# BBS Madras refinishing



## Golfwa78 (Jul 4, 2008)

*got lucky and found these 17" BBS Madras on Craigslist a couple weeks ago. was going to strip them/repaint myself, but decided to just take them to get bead blasted instead. here are some pics of before blasted, will update with progress when i get them back! enjoy*


----------



## Golfwa78 (Jul 4, 2008)

ordered four of these from ECStuning today.. stock ones were fouled to sh1t!


----------



## Golfwa78 (Jul 4, 2008)

got them back from sand-blasting....


























and where they are going...


----------



## Golfwa78 (Jul 4, 2008)

ECS sent the wrong size caps...BUT they are making it right










base coat of primer..










a few curb scrapes...










some metal bondo work to smooth them out..


----------



## Golfwa78 (Jul 4, 2008)




----------



## Golfwa78 (Jul 4, 2008)

so i've gotten alot of protest about the solid color. i am thinking about stripping the lip and going with a silver/polished look... any thoughts?


----------



## stroker216 (Jul 18, 2011)

Golfwa78 said:


> so i've gotten alot of protest about the solid color. i am thinking about stripping the lip and going with a silver/polished look... any thoughts?
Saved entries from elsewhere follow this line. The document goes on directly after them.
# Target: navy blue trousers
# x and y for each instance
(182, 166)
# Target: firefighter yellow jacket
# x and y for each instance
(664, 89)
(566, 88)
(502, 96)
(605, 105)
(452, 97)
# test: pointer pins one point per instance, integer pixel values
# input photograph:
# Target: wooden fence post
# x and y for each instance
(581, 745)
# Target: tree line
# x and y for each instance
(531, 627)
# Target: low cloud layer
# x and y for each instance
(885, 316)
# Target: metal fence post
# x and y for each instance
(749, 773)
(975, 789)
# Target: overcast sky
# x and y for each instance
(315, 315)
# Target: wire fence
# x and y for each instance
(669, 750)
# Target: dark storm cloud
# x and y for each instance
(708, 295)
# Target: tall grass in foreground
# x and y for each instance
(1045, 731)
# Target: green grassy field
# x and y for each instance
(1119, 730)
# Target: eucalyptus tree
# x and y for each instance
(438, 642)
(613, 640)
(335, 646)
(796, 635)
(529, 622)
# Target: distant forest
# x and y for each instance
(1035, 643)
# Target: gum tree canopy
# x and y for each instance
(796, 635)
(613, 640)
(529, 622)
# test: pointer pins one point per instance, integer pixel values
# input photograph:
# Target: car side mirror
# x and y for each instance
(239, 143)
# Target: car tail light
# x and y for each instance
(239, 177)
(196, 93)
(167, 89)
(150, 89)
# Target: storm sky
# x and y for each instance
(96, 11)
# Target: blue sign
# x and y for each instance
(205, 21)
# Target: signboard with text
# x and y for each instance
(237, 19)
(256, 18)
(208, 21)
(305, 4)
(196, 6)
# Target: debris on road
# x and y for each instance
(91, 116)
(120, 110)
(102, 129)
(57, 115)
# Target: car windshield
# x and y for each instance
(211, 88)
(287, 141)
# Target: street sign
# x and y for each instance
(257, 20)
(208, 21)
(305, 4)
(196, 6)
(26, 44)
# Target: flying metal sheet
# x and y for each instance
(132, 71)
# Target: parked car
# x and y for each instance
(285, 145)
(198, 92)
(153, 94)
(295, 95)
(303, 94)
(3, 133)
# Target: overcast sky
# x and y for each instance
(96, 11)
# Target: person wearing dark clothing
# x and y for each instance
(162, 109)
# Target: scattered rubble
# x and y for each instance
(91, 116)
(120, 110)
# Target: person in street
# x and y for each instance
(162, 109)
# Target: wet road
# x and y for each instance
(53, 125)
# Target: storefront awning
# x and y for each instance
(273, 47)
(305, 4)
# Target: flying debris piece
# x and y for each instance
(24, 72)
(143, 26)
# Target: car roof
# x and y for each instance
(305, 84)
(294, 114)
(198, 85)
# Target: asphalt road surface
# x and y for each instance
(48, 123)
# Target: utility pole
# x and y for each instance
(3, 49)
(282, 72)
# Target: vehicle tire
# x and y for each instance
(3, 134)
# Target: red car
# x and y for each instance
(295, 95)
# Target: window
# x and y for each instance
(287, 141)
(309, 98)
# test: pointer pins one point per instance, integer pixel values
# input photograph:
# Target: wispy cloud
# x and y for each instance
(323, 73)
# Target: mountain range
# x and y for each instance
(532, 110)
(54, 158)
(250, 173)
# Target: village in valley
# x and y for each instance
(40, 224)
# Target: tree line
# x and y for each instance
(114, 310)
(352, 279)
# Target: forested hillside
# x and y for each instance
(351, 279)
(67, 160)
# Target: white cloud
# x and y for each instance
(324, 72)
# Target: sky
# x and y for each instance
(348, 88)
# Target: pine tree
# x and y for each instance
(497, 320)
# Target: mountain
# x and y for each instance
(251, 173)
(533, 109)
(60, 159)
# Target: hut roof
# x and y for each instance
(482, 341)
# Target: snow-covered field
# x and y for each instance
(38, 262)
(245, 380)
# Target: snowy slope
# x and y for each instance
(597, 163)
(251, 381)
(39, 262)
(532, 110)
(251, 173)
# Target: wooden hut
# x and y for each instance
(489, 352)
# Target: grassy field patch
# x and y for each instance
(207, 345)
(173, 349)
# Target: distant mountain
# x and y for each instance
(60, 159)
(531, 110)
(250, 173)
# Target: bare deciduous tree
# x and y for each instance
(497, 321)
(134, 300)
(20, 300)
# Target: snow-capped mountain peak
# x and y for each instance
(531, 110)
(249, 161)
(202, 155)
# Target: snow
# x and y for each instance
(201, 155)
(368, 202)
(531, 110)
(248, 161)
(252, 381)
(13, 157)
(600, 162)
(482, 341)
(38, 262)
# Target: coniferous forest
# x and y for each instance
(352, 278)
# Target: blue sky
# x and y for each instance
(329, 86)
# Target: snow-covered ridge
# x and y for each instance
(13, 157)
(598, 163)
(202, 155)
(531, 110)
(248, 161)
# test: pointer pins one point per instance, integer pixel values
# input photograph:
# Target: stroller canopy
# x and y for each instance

 definately split them and polish the lip. looks good though.


----------



## perickomx (Nov 13, 2007)

Nice looking wheels!!


----------



## Golfwa78 (Jul 4, 2008)

mounted up and fit great!


----------



## .:Hinrichs:. (Apr 26, 2010)

still dont understand why you didnt split them to refinish but they do look good


----------



## Golfwa78 (Jul 4, 2008)

.:Hinrichs:. said:


> still dont understand why you didnt split them to refinish but they do look good


 bc ive got 2 kids, a wife in grad school, a 60+hr a week job, two dogs, disabled father in law we help take care of and i guess im just lazy... :screwy:


----------



## Nick W (Feb 28, 2007)

I think polishing that tiny lip would look really tacky? 

Looks great as is.


----------



## syntax (Oct 26, 2010)

agree on the splitting.


----------



## petekrow (Mar 13, 2011)

Golfwa78 said:


> bc ive got 2 kids, a wife in grad school, a 60+hr a week job, two dogs, disabled father in law we help take care of and i guess im just lazy... :screwy:


damn.


----------



## VAN CAN (Jul 4, 2010)

im also refinishing my first set of bbs!


----------



## Golfwa78 (Jul 4, 2008)

VAN CAN said:


> im also refinishing my first set of bbs!


nice!


----------



## 7004 (Apr 8, 2012)

Looks good what paint did you use?


----------